E se l’indipendenza fosse un’illusione consolatoria? Come ogni altra proposta editoriale – libro, rivista, web che sia – si tratta in realtà di progetti fortemente dipendenti. In primo luogo dalle convinzioni dei promotori: ideali, culturali, politiche. Poi, dai finanziamenti pubblici che in diversi casi sostengono le riviste; in un caso dal supporto della stessa casa editrice che pubblica la rivista. Giunto a questo punto è il caso di dichiarare serenamente se non la personale condizione di conflitto di interessi di chi scrive, almeno l’essere direttamente parte in causa, come editore di una delle cinque riviste. Difficile non osservare, a voler essere obiettivi, che l’assoluta indipendenza (in altre parole, diretta o indiretta) dall’industria dei medicinali è una condizione probabilmente impossibile; per riviste del genere, ma non solo: basti pensare che gran parte dei meritevoli investimenti nell’informazione dell’Agenzia italiana del farmaco è finanziata da un fondo determinato da una quota parte della spesa pubblicitaria delle aziende farmaceutiche. Ma immaginiamo di raggiungerlo, l’affrancamento dal supporto aziendale: sarebbe una garanzia di per sé? Forse no: la storia recente ha reso evidente come, in ambito sanitario, gli interessi governativi siano spesso più condizionanti di quelli industriali: eppure, qualcuno se la sentirebbe di "estendere la propria indipendenza" allargandola fino a fare a meno dei finanziamenti pubblici?
"Ricominciare a leggere, studiare, capire, parlare, ascoltare, domandare." Questa è la sola condizione dell’indipendenza: è la ricetta proposta da Giovanni De Mauro sull’ultimo numero di Internazionale, e vale per il nostro Paese piegato da mafie e camorre, come per la Sanità: "Le parole sono pericolose.
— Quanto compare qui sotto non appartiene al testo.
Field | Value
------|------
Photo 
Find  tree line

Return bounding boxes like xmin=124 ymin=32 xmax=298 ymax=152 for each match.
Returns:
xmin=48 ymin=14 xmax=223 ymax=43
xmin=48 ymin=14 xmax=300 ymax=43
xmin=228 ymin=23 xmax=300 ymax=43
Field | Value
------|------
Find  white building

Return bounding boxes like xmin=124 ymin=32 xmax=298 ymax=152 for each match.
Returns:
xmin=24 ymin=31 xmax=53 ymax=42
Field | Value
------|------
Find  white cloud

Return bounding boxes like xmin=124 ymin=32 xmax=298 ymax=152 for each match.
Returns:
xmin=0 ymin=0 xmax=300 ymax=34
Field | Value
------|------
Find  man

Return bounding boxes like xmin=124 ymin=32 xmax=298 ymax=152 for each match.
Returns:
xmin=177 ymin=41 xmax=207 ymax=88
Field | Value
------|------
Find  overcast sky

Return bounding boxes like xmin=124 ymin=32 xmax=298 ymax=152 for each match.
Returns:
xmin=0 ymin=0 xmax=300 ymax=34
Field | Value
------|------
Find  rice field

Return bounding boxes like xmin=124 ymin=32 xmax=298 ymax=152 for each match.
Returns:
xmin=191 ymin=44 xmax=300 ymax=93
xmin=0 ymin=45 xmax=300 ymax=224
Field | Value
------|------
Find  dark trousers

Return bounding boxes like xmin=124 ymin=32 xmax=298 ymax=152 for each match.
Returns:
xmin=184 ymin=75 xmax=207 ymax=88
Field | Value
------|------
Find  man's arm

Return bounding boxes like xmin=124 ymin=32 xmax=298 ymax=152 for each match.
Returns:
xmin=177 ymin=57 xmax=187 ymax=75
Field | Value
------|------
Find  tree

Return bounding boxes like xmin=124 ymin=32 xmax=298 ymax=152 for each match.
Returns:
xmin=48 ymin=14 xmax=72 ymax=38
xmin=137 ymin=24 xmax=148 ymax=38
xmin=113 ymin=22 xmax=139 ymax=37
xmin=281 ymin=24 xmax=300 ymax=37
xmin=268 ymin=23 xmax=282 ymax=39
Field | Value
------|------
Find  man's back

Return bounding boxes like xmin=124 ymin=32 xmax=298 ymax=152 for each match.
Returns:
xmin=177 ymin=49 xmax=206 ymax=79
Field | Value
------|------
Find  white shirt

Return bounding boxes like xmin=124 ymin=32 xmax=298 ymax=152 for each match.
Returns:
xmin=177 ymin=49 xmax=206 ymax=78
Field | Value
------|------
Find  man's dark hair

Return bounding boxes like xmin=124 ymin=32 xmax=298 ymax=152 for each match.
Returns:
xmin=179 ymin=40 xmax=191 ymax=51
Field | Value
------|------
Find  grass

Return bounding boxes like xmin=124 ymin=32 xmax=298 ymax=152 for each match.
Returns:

Ma non basta scriverle. Le parole diventano pericolose solo quando qualcuno le legge". Chi legge le parole scritte sulle cinque riviste italiane affiliate alla ISDB? Quanti medici o farmacisti scelgono di spendere in proprio i soldi necessari per abbonarsi almeno ad uno di questi periodici? Pochi, pochissimi. Questa sì che è un’evidenza e dovrebbe obbligare chiunque a interrogarsi sul rischio di un sostanziale, collettivo fallimento. Un’idea potrebbe essere, una volta per tutte, quella di abbandonare il rassicurante sogno dell’indipendenza, sostituendo questa con altre parole chiave: rispetto delle regole e esigenza di trasparenza. Chissà che, in questo modo, non si riesca ad essere più credibili, convincenti e vicini alle sensibilità dei nostri lettori che non ci leggono.